#  Part 1 - Cleaning Up Landsat Folders

We want to reorganize the chaotic landsat folders into something more sane.  For this notebook, we check a staging area and move data into a collection folder. 

The issue is that a single Collection ID may have 4+ different product types.  There is the raw input files, Surface Temperature, Surface Reflectance, TOA products, and Quality. 

In [1]:
## Step 1 - Import Required Libraries

In [2]:
import configparser, datetime, glob, logging, os, sys, time

import pandas as pd

from tqdm import notebook as tqdm

In [3]:
#  DUG API
sys.path.insert(0,'..')
from dug_api.CollectID import CollectID, FileType
from dug_api.config import Configuration

Configure the logger.  

In [4]:
logging.basicConfig(level=logging.DEBUG)
logger = logging.getLogger('Notebook')
logger.info( f'This Notebook run at {datetime.datetime.now().strftime("%Y:%m:%d %H:%M:%S")}' )

INFO:Notebook:This Notebook run at 2024:01:05 15:01:34


## Step 2 - Loading Configuration Data

In [5]:
config = Configuration( '../data/options.cfg' )
logger.info( f'Is Configuration Valid:  {config.is_valid()}' )

DEBUG:root:No Landsat Collection List at /Volumes/data/imagery/Landsat/collections.xlsx
INFO:Notebook:Is Configuration Valid:  True


In [6]:
staging_path = config.config['general']['image_staging_path']
collect_path = config.config['general']['image_collection_path']

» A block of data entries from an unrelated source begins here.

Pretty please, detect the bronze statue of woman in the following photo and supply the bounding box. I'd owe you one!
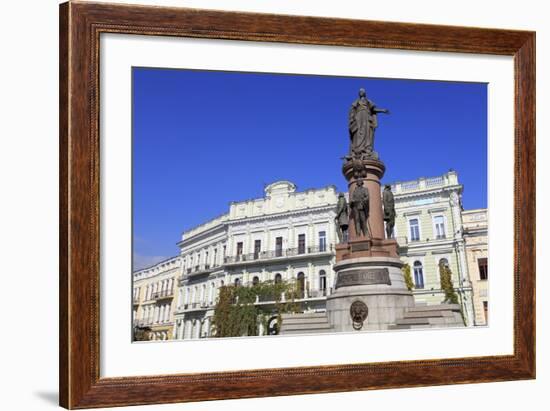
[348,88,389,159]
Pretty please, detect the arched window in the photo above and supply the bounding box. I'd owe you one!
[297,272,305,298]
[319,270,327,295]
[252,276,260,286]
[274,273,282,283]
[234,278,241,287]
[413,261,425,289]
[439,258,449,269]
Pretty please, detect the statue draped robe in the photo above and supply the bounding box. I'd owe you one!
[348,97,378,158]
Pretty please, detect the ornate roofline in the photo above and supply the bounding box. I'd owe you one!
[177,203,337,249]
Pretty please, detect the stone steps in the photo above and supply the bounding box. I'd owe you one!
[282,322,333,331]
[406,304,461,313]
[282,312,328,319]
[395,317,431,326]
[282,317,330,325]
[388,304,464,330]
[403,311,445,319]
[279,312,333,335]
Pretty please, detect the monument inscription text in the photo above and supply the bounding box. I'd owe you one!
[335,268,391,288]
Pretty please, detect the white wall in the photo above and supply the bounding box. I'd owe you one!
[0,0,547,410]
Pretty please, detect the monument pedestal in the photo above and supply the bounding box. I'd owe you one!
[326,156,415,331]
[335,237,400,260]
[326,256,414,331]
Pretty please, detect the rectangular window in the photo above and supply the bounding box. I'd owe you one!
[409,218,420,241]
[275,236,283,257]
[478,258,488,280]
[319,231,327,252]
[213,248,218,266]
[236,242,243,257]
[434,215,446,239]
[298,234,306,254]
[483,301,488,324]
[254,239,261,259]
[205,251,209,268]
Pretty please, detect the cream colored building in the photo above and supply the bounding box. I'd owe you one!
[133,256,181,340]
[462,209,489,325]
[133,171,485,340]
[173,181,337,340]
[392,171,475,325]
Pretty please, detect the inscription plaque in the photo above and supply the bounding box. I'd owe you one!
[335,268,391,288]
[351,242,370,252]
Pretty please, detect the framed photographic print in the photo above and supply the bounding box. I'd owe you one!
[59,1,535,408]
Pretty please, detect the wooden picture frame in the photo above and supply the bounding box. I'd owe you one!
[59,1,535,408]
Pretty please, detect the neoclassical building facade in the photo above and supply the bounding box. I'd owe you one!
[462,208,489,325]
[133,171,486,340]
[133,256,180,340]
[173,181,337,340]
[392,171,475,325]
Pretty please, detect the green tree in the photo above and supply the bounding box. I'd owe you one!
[401,263,414,291]
[439,261,459,304]
[211,280,300,338]
[133,326,152,342]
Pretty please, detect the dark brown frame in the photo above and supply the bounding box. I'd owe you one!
[59,1,536,409]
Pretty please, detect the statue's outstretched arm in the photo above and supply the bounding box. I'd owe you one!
[373,106,390,114]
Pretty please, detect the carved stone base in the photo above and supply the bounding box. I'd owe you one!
[326,256,414,331]
[335,237,399,260]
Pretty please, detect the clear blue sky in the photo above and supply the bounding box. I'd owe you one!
[132,67,487,269]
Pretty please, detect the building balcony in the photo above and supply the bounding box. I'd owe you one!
[253,289,329,304]
[134,319,174,328]
[151,289,174,300]
[181,264,220,281]
[133,319,151,328]
[391,174,450,194]
[224,245,333,267]
[150,321,174,329]
[177,301,215,313]
[175,289,331,314]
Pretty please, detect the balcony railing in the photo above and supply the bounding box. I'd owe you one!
[182,264,219,279]
[151,289,174,300]
[224,244,332,264]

## Step 3 - Look at Staging Folders

In [7]:
invalid_folders = []
valid_folders = []

paths = glob.glob( f'{staging_path}/*' )

for path in paths:
    
    #  Check if directory has a Landsat CID
    c = CollectID.from_pathname( path )

    #  Capture invalid folders for double-checking
    if c is None:
        invalid_folders.append( path )

    else:
        # Create a folder in the destination
        valid_folders.append( { 'src': path, 'dest': c.to_cid_folder() } )

All valid CID folders need to be created, with the collection category stripped out, to the destination folder.

In [8]:
already_exists = []
didnt_exist = []

for entry in valid_folders:

    pname = os.path.join( collect_path, entry['dest'] )
    
    if os.path.exists( pname ):
        already_exists.append( pname )
    else:
        didnt_exist.append( pname )
        os.makedirs( pname )

Here is what we are going to copy over

In [9]:
#for f in didnt_exist:
#    print(f)

Here is what already existed

In [10]:
#for f in already_exists:
#    print(f)

Now we copy everything

In [11]:
pbar_dirs = tqdm.tqdm( total = len(valid_folders) )

for entry in valid_folders:

    valid_path = f'{entry["src"]}/*'
    paths = glob.glob( valid_path )

    cid = os.path.basename( entry['dest'] )

    #  For each object, check if it's destination path already exists
    for p in paths:

        dst_path = os.path.join( collect_path, cid, os.path.basename( p ) )

        if os.path.exists( dst_path ):
            logging.error( f'destination path exists ({dst_path}) for input ({p}).' )
        else:
            cmd = f'mv {p} {dst_path}'
            logging.debug( cmd )
            os.system( cmd )

    pbar_dirs.update(1)
    

0it [00:00, ?it/s]